Over the past 10 years, the common PC has developed into the ultimate multimedia machine. It is not only the first choice for audiovisual content production, but is superior to many standalone players for music- and video-playback quality. Its flexibility and openness for new formats and codecs makes the computer a future-ready and efficient media platform. Added to that are additional functions, such as its capabilities as a multi-gig media archives accessible from the PC or on a LAN. l Talked and written about for more than a decade, the convergence of a single box as a work tool, communications center and games console has arrived.
However, bumps have remained. PCs just haven't been ready for the living room - too loud, too clumsy to operate. Plus, ever-larger processors and power supplies with a veritably insatiable hunger for performance and the associated thermal loss tended to dampen the zeal to develop the ultimate armchair multimedia center.

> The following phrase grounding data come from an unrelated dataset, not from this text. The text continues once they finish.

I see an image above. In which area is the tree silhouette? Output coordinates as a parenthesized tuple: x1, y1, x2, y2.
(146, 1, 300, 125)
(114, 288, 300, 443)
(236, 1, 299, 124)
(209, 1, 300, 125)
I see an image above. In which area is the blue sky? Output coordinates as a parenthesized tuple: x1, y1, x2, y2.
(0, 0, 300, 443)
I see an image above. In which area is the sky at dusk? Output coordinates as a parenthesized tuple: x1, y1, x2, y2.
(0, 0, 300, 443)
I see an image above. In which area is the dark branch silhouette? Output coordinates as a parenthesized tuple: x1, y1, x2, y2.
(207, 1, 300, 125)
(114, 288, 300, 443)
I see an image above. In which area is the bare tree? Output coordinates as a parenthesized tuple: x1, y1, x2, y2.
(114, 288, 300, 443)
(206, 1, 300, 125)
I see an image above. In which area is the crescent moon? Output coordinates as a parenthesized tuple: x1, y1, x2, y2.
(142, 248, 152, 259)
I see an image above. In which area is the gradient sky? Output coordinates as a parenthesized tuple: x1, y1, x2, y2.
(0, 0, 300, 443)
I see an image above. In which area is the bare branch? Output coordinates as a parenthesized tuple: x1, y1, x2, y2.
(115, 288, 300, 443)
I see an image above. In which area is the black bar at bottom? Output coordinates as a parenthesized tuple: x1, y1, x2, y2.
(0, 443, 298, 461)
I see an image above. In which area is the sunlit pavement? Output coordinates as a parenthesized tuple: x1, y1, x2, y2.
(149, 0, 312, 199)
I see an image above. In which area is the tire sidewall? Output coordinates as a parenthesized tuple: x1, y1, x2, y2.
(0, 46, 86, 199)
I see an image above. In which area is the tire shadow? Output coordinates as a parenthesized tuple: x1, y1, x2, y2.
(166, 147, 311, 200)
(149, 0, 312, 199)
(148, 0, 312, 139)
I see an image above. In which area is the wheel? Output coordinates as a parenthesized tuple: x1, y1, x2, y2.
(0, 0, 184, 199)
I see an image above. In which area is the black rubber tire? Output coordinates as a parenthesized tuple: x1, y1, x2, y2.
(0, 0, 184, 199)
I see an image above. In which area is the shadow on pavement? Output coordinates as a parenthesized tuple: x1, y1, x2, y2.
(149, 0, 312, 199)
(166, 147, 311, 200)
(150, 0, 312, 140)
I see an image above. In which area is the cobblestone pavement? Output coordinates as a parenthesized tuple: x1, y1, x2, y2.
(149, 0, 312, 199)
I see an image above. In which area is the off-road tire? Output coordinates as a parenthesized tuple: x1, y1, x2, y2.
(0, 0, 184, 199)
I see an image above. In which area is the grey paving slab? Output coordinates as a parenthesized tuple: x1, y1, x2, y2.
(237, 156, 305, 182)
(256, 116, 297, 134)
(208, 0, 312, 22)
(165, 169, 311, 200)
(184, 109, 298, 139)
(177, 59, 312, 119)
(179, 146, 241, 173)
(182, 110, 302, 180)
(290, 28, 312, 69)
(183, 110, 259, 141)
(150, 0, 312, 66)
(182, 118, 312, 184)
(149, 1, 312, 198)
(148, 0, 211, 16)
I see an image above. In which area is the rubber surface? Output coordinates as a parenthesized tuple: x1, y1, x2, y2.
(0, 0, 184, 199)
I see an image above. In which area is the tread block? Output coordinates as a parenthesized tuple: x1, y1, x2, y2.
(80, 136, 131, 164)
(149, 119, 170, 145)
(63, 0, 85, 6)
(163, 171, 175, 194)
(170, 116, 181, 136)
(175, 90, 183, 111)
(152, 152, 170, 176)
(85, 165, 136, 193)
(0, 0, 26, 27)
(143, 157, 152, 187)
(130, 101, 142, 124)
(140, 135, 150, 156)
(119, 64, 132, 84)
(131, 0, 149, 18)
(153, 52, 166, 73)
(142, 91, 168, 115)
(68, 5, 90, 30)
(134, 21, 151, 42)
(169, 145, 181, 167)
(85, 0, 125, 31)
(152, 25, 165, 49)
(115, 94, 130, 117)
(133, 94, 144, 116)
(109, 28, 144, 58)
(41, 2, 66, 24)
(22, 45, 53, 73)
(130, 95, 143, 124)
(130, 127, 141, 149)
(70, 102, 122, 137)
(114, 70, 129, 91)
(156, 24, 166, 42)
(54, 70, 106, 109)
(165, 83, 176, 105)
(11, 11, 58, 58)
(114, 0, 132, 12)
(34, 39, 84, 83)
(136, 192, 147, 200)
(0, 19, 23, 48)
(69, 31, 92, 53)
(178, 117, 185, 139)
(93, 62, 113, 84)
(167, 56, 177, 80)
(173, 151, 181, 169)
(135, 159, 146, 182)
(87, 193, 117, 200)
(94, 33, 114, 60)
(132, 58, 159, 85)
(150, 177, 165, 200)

Nonetheless, a new wave of device launches has begun to emerge at CeBIT 2003, the IFA 2003 and now the Consumer Electronics Show 2004, with more and more products now becoming available to add to the PC's all-in-one home entertainment box momentum. These devices serve to:
- Make media (music, film, photos or documents) available in every room of the house;
- Play back typical PC content on standard entertainment devices ;
- Making it easy to add new content recordings to existing archives.
Products like Pinnacle's Showcenter, Philips' Streamium SL300/400, Hauppauge's MVP and Microsoft Windows Media Center Edition-based PCs already feature some of these functionalities. But to what extent do they fulfill users' expectations and wishes? Which formats do they play? Which solutions are suitable for which people?